Similarly, though gender affirming surgery is supposedly available free of cost at two main public hospitals, Groote Schuur Hospital in Cape Town and the Steve Biko Academic Hospital in Pretoria, there are limits on the number of surgeries which can be performed. This leads to long waiting times among those who may already be suffering greatly from anxiety, depression, and social awkwardness. In this situation, many who can afford to do so travel overseas for surgery. For those who cannot, such as Mabenge, the only option is to battle the system and force the hand of medical agencies to cover the cost of surgical procedures otherwise deemed cosmetic. In a country where over ninety percent of transgender and gender non-conforming people are people of colour, and most of these are from historically disadvantaged groups, these medical provisions are clearly insufficient. Without surgical procedures, many live a life between two genders, rendering them even more susceptible to quotidian and extreme forms of violence.
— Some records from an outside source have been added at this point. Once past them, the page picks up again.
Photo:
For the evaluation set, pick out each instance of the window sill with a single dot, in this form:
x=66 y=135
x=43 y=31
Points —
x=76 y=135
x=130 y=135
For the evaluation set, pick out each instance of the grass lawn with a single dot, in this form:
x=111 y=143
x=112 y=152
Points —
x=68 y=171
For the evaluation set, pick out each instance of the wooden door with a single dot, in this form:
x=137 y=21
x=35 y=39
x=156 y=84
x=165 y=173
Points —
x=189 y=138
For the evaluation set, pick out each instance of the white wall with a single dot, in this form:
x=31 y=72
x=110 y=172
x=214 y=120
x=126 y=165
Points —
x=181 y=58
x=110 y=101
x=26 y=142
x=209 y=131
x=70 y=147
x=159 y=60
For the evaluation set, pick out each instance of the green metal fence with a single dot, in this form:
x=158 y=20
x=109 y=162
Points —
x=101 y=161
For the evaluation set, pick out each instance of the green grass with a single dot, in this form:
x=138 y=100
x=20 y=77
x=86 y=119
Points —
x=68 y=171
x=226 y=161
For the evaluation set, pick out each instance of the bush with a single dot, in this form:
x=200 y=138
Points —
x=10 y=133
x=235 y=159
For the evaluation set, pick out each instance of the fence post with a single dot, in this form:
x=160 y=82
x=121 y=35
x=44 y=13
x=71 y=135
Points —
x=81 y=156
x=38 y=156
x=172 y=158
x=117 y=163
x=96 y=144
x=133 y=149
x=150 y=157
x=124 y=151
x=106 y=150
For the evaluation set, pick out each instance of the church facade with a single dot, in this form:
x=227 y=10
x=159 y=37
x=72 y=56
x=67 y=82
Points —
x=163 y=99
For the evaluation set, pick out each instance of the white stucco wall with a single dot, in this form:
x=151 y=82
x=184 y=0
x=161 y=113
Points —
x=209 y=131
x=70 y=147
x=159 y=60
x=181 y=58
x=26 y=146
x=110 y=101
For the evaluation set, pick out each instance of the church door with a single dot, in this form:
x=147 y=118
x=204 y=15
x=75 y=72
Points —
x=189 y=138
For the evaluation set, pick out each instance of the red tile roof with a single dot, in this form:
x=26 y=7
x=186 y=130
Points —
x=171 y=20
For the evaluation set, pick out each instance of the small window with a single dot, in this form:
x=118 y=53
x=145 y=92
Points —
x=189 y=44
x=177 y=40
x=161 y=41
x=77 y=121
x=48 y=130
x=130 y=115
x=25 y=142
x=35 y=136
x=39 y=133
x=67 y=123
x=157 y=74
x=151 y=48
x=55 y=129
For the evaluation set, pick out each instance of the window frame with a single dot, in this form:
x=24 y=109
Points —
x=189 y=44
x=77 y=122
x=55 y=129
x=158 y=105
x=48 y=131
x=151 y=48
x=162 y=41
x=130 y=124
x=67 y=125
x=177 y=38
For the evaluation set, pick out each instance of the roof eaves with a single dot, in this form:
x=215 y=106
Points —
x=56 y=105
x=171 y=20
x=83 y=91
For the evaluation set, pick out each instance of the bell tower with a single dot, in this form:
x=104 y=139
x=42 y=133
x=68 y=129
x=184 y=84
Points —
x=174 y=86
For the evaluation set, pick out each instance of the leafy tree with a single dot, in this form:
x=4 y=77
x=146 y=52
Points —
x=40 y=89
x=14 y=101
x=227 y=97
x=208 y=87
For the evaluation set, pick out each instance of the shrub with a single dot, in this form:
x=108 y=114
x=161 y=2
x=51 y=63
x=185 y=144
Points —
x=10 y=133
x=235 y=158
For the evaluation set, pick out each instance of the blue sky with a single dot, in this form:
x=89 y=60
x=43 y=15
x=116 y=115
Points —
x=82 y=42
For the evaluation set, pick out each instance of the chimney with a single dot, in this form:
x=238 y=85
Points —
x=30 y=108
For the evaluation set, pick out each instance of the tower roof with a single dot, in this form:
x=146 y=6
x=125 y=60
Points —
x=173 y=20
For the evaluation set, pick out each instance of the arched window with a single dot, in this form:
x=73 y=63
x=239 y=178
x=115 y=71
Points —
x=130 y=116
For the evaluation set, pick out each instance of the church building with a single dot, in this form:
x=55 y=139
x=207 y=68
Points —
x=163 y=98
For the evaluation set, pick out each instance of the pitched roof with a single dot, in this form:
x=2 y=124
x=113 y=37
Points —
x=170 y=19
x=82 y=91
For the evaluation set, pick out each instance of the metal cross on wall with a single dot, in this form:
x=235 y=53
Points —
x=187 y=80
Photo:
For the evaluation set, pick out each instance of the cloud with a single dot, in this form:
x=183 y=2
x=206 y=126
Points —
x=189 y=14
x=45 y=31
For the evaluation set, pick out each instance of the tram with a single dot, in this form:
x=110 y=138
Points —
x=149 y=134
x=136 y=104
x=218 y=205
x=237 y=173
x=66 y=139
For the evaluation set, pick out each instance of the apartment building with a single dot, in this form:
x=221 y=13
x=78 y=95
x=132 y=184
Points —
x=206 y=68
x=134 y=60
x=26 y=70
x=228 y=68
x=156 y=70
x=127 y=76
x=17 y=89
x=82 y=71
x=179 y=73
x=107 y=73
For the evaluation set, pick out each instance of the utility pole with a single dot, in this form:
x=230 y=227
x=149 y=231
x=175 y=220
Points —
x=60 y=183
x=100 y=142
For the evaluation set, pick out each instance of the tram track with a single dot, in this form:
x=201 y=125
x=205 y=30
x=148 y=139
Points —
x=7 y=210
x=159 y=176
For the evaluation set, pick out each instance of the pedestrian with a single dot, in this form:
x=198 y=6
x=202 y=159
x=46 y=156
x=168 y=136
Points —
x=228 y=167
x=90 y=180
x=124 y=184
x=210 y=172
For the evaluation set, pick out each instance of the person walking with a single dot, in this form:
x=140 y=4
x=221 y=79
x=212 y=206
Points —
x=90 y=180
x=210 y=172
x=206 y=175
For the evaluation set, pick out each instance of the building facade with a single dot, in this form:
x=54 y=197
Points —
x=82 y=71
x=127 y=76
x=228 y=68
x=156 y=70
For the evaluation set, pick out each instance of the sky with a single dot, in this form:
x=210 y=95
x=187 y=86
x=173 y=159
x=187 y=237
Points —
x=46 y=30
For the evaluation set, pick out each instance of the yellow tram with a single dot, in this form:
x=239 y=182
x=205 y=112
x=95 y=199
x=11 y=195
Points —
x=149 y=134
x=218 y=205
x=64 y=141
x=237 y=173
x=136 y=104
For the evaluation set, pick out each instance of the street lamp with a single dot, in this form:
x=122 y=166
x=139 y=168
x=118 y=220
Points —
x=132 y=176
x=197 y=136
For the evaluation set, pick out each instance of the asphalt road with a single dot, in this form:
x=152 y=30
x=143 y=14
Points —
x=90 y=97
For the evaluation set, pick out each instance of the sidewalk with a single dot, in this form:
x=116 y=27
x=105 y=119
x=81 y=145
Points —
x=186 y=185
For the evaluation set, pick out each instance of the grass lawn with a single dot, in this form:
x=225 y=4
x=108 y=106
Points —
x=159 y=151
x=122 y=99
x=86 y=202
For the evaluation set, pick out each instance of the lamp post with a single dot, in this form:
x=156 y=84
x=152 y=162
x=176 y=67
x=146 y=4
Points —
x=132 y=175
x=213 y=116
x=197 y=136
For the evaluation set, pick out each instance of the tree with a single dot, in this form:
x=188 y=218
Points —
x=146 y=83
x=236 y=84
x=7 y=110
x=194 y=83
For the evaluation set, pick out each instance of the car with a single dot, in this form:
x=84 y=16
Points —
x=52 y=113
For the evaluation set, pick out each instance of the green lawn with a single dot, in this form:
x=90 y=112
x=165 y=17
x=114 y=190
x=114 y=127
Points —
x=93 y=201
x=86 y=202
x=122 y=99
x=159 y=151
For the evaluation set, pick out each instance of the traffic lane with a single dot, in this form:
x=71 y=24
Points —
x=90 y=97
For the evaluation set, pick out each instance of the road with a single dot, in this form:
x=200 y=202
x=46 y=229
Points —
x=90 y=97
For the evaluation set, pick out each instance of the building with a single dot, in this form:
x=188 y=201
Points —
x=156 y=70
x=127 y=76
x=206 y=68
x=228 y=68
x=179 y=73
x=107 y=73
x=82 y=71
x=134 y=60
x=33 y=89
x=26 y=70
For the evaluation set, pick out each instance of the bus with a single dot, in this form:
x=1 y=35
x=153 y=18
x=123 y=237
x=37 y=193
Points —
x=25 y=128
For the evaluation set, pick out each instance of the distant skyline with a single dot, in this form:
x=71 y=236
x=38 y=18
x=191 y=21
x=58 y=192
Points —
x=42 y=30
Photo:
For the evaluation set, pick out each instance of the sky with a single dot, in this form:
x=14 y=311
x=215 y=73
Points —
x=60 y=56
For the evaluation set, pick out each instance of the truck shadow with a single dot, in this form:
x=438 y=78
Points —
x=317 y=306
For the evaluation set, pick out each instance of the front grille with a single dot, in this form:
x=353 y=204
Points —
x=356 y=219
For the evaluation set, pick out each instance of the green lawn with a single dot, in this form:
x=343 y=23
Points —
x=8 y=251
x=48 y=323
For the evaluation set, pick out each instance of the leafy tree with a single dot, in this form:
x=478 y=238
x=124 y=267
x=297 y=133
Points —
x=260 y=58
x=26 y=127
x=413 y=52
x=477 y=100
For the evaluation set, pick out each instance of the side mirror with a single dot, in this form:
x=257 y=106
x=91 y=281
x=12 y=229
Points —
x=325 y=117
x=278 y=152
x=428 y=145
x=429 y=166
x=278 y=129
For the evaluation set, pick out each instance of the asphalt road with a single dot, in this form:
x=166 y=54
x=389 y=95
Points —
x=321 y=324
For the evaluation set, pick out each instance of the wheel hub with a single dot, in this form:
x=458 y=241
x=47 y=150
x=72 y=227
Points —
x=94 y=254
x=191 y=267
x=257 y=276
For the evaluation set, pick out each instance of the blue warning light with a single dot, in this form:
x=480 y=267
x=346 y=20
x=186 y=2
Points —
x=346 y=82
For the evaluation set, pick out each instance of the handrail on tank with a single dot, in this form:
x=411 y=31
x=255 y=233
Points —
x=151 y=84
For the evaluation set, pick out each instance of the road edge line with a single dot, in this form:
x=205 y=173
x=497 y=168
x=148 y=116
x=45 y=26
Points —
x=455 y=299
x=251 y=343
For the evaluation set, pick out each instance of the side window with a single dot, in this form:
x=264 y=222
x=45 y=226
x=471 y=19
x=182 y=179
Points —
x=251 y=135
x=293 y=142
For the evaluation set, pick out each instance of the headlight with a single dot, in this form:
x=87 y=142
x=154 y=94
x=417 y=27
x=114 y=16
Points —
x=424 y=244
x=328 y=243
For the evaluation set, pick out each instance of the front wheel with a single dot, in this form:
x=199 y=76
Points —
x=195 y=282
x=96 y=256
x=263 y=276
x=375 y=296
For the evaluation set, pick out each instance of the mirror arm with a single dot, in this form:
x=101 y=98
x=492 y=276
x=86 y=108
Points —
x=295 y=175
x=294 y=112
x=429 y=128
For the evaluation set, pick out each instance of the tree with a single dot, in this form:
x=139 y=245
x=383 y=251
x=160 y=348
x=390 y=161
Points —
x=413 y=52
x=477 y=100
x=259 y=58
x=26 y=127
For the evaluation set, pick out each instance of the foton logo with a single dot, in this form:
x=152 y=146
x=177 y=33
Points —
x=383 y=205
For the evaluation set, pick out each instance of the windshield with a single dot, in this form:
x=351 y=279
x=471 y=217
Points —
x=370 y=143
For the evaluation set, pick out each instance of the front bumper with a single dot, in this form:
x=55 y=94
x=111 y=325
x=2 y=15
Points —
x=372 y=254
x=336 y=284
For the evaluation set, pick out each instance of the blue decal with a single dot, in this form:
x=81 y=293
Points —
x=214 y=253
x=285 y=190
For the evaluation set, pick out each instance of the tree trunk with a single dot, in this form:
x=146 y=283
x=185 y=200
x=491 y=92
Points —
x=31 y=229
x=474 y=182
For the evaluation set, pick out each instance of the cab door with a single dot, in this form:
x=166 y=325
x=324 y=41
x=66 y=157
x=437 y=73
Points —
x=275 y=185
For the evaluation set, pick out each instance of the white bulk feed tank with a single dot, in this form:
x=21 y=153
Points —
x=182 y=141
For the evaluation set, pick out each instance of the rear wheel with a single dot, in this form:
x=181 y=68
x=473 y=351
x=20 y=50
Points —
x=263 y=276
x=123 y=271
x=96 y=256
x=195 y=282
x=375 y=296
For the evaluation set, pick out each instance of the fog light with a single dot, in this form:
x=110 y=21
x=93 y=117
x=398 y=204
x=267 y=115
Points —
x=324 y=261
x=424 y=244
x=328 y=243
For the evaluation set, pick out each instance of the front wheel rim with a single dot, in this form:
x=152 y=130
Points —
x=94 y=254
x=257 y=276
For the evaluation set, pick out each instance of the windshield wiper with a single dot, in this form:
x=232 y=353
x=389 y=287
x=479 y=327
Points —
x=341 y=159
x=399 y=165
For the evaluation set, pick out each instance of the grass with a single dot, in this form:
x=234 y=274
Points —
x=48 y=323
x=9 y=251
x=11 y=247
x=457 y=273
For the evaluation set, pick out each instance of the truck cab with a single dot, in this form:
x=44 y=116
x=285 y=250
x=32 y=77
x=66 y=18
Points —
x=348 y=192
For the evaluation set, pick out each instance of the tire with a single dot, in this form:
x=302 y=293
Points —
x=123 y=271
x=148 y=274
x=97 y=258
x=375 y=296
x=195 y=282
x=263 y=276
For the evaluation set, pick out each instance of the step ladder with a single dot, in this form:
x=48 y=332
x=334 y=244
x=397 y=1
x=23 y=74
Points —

Where are the support structures?
Given a situation when the governmental machinery cannot provide adequate support, non-profit organisations such as Gender Dynamix in Cape Town, TransHope in Umlazi, and Be True2Me in Gauteng offer physical and virtual services to the community. In addition, efforts by individuals such as Mabenge, who consulted with Stellenbosch University and offered services to the Transgender Clinic, and short-lived student organisations such as The Trans Collective at the University of Cape Town offered faint glimmers of hope. Such structures are especially needed when documentation of gender on IDs can lead to campus housing situations which are at odds with those who are contemplating, undergoing, or have successfully transitioned. Fortunately, since the 2015-2016 waves of student activism in South Africa during the #RhodesMustFall and #FeesMustFall protests, there is greater awareness of trans concerns on university campuses across South Africa. Additionally, increased trans presence on social media allows for virtual modes of connection in the absence of physical meetings especially when such meetings might be prohibited by families or risky for people living in communities with high incidence of social and sexual violence. No state has thus far provided guaranteed medical and social structures to support trans citizens to the extent that they need. Yet, having progressive laws is crucial to imagining the possibility of systemic transformation, however, long the road may be to trans-supportive healthcare and unqualified integration in society. In this respect many nation-states, including India and the United States can take lessons from South Africa’s progressive legislation.